4.9 Neuraminidase inhibitive activity

A. flava contains many secondary metabolites which potentially have effects as neuraminidase inhibitor (Mohammad et al., 2017), and some literatures have reported that fibleucin (45) could be considered as neuraminidase inhibitor and should be potential to be developed as antiinfluenza particularly to H5N1 (Influenza A Virus Subtype H5N1) with oseltamivir resistance (Mohammad et al., 2017; Shen et al., 2015).

At present, only molecular docking technology is used to preliminarily infer that fibleucin (45) is a neuraminidase inhibitor and the mechanism of action and the property of patent medicine need to be further studied.

4.10 Tyrosinase inhibitive activity

Gusanlungionosides A-D (56∼59) exhibited strong inhibitory effects not only on the mushroom tyrosinase activity in vitro but also on melanogenesis in cells (Yu et al., 2011). And it is reported that melanogenesis was inhibited by N-trans-feruloyltyramine (34) in a dose-dependent manner (Efdi et al., 2007).
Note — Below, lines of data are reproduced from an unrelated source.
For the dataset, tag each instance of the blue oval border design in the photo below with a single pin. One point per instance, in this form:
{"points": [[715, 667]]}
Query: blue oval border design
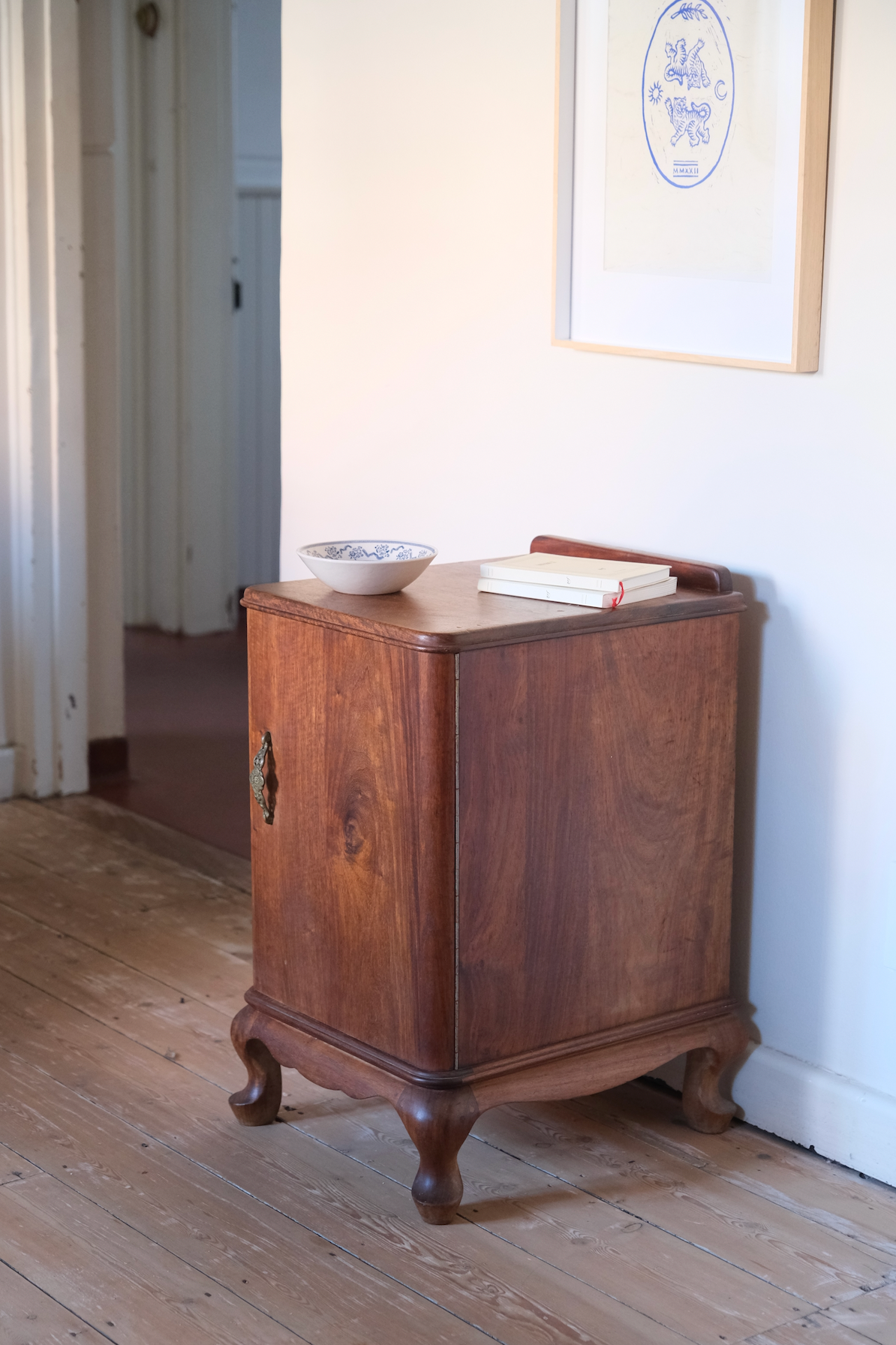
{"points": [[688, 186]]}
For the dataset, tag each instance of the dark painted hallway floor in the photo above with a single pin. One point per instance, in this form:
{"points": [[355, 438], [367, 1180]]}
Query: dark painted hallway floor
{"points": [[188, 735]]}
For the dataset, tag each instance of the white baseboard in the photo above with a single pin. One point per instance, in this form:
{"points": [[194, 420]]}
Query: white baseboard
{"points": [[837, 1117], [7, 772]]}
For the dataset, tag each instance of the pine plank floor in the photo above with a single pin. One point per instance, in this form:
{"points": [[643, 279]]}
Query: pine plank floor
{"points": [[135, 1209]]}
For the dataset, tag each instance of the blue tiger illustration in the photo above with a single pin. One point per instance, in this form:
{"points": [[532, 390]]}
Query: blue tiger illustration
{"points": [[687, 65], [690, 122]]}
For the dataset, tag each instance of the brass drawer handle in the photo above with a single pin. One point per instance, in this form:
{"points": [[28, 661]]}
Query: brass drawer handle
{"points": [[257, 779]]}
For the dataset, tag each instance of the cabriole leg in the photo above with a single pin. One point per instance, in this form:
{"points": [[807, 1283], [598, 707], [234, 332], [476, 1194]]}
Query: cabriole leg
{"points": [[259, 1102], [705, 1109], [437, 1121]]}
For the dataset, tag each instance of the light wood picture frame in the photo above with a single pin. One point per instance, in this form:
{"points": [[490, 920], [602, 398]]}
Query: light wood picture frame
{"points": [[735, 93]]}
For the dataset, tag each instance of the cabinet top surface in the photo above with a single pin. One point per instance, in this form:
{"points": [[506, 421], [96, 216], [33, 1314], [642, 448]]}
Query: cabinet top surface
{"points": [[444, 612]]}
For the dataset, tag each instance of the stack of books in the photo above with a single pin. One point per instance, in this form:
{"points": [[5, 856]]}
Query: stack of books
{"points": [[568, 579]]}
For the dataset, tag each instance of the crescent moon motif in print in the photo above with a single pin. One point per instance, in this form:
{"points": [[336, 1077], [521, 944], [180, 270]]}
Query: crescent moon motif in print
{"points": [[688, 61]]}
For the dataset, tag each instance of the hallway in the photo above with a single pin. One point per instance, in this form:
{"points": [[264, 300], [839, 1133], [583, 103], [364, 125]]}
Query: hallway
{"points": [[188, 724]]}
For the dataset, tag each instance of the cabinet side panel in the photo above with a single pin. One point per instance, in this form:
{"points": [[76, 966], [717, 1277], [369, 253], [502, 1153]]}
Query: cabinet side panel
{"points": [[353, 884], [597, 813]]}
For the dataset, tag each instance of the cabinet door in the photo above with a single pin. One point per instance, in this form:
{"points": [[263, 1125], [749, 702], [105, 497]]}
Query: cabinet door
{"points": [[353, 883], [597, 814]]}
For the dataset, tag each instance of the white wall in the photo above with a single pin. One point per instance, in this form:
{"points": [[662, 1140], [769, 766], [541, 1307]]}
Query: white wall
{"points": [[256, 132], [422, 400]]}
In our opinion, we can further study the mechanisms of gusanlungionosides A-D (56∼59) as tyrosinase inhibitors.

4.11 Other activities

Studies have shown that by means of hot-plate test and peripheral analgesia model of the acetic acid injection in mice, Hu (Hu et al., 2013) et al found that A. gusanlung had analgesic effect on the central nervous system, but its peripheral analgesic effect was greater. And they used in rat fever model induced by yeast observed antipyretic effect and its effect was obvious, the greater of the dosage was, the longer the effect lasted. Besides, Hu (Hu et al., 2013) et al used sequential method tested antitussive effect in mice, and the result was that A. gusanlung H. S. Lo could prolonged the latency of cough (Hu et al., 2013; Liu et al., 2009). Futhermore, the expectorant action was evaluated by tracheal excretion of phenol red, and the result showed that A. gusanlung H. S. Lo obviously increased the tracheal excretion of phenol red (Hu et al., 2013). Additionally, the antidiarrheal function was observed on normal intestinal propulsion of mouse model of diarrhea induced by decoction of Sennae Folium (Hu et al., 2013). And it is reported that berberine (1) and palmatine (4) have common antidiarrheal effects. However, the antidiarrhoeal mechanisms are different. Berberine (1) blocked basolateral K⁺ (Potassium ion) channels, while palmatine (4) inhibited on both Ca²⁺-activated (Calcium Ion-activated) and Camp-activated pathways (Taylor et al., 1999; Wu et al., 2008; Mcnamara et al., 1999; Albano et al., 2005). Even more impressively, antidepressant effect of A. flava has also been reported (Tiara et al., 2015). And Singh (Singh et al., 2010) et al found that berberine (1) has antidepressant activity.